I'm working on a 10 KW 2-phase BCM buck converter based on the UCC2806x but got stuck. I've 'folded' the math and ins/outs so it works for buck application, and the circuit is working quite happily for a range of in- and outputvoltages. For any other range, strange things happen. This range is not clearly defined, but lies in the range of Vin=2xVout. Above and below is no problem (30KHz switching freq. works just as nice as 120KHz)
What happens is that immediatly after the gate driver (IRS21850 single high side) is turned off and current starts falling, the controller turns the gate on again, thus ramping current further up until it hits the current limit of the lab supply used. Most of the time the gate drivers don't survive. The same thing happens when GDB is disabled, when VINAC, VSENSE and HVSEN are externally controlled and when seperating or not seperating PGND and AGND.
I've looked at it with a few colleagues, redesigned grounding and signal routing and ruled "everything" external out. The feedback may not look stable, but this is pickup. Gate B is completely disabled and remains so, even when A decides to turn on. When connecting gate B to Comp, the controller works fine until A starts misbehaving and then chaos happens, as can be expected.
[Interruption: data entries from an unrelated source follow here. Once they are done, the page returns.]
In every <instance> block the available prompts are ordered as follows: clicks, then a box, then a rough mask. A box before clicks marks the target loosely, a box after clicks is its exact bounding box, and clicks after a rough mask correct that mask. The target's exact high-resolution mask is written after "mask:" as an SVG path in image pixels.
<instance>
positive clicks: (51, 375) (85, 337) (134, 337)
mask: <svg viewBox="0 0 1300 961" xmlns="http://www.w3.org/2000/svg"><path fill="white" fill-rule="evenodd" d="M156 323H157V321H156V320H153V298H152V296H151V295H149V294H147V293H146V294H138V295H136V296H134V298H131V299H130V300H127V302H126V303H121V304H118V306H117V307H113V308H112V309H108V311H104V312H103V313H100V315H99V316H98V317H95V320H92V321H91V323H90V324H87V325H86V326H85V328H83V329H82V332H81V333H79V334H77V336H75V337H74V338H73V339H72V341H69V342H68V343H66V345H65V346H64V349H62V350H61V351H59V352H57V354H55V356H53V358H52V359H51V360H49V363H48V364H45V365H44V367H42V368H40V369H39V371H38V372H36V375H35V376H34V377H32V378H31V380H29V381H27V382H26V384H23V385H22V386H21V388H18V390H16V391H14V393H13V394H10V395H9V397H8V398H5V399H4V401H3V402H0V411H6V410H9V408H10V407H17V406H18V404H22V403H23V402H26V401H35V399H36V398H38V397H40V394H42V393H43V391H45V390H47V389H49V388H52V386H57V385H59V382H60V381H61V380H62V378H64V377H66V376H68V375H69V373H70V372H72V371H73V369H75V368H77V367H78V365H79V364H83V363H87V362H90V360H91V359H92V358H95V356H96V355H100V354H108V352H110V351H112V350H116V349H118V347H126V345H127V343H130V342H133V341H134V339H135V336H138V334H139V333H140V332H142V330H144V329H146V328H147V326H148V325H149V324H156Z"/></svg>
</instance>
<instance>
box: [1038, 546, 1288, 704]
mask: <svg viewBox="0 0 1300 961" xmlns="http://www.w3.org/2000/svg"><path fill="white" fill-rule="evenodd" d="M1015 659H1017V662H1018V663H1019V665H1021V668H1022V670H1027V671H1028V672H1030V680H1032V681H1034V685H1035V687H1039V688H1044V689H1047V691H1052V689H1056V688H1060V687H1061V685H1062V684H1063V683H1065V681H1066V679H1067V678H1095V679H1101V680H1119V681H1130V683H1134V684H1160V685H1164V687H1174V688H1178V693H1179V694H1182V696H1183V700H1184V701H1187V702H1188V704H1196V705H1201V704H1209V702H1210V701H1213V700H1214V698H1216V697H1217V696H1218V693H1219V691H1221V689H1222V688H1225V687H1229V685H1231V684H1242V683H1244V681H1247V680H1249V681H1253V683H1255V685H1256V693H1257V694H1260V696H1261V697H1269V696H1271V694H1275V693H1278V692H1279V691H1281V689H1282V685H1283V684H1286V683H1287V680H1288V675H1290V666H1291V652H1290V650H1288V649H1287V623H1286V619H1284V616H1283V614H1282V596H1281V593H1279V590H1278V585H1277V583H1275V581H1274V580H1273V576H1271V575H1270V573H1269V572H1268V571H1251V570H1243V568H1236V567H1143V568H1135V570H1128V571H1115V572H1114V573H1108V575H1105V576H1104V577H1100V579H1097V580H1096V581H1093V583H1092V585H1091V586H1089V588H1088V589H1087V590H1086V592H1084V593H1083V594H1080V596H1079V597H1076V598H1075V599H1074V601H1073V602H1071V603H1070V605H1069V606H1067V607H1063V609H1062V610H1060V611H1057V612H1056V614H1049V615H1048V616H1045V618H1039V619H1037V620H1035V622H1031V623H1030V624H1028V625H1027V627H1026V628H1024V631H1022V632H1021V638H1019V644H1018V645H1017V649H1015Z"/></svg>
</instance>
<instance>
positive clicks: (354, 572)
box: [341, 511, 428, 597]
So, for tests, i've disabled B.
Green = Gate of MOSFET A vs GND (so a bit dirty, sorry for that, we've not kept every screenshot)
Blue = ZCD winding of A vs GND before RZCD
Purple = IL,A
Then we have (different scope, different day)
Top: VGS (diff probe) MOSFET
Bottom : output of Controller GDA
Clearly, the controller is first to turn on again. Not the FET, not the Driver, not the Current Sense winding, but the Controller itself. I've got more scope shots of all the other signals to reaffirm this statement.
I could list everything i've done, but in the beginning there was almost no decoupling and/or limiting switching speed and long wires. Now everything is limited, filtered and built on the controller itself. I've used other power supplies, coax or twisted wire. I've also eliminated reflections and ground bounce from controller to gate driver. All signals, supplies and ground became cleaner and cleaner, but no difference in behaviour.
Why does the controller decide to switch on again, with no apparent external cause?